Monday, January 14, 2013

When "Taking a Knee" Can Cost You A Football Game

One thing that many NFL coaches do that annoys me is taking a knee in a close game before the end of a half, and sometimes, it can cost you a football game. Perfect example this weekend in the playoffs, Baltimore ties up the game against Denver, and the Broncos get the ball back at their 20 yard line with 30 seconds left in regulation time. They have future Hall of Fame Quarterback Peyton Manning, who only needs to complete one or two passes to get into field goal range for a chance to win the game. Matt Praeter can hit from 60 yards in the thin Denver air. It's not guaranteed, but it's possible.

Do they try to win the game? No, the coach decides that his HoF QB should take a knee and take it to overtime, when there is no guarantee they'll win the coin toss or even get the ball back. Even with the new NFL overtime rules, remember last year when Denver won a playoff game against the Steelers with a Tim Tebow TD pass on the first play of OT. Shit happens. So why on earth is Peyton Manning taking a knee to get the game to overtime? Why not try to win the game? Does the coach not trust his HoF QB? The Broncos go to overtime, where they lose by a field goal, made possible by Manning throwing an interception. Maybe the coach was right not to trust his HoF QB, but they still lost the game.
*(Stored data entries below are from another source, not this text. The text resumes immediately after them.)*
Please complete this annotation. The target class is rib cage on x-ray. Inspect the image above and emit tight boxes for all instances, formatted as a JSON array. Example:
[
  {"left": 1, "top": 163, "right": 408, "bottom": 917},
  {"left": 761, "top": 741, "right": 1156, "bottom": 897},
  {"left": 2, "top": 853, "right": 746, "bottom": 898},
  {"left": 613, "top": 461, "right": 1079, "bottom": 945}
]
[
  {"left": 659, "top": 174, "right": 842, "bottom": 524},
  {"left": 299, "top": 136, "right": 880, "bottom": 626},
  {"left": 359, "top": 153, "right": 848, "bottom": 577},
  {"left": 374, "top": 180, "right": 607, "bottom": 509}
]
The very next day, Seattle scored a TD to put them ahead by 1 with about 30 seconds left to play. Matt Ryan gets the ball back, completed two passes, Atlanta kicked a field goal, and won the game. Denver could have tried, and maybe they would have won. Instead, they lost. The wise philosopher Herm Edwards once said "HELLO, YOU PLAY TO WIN THE GAME!" True that. More coaches need to think like Herm. Sometimes you can play it too safe, and it costs you a game in the playoffs. Play to win coaches.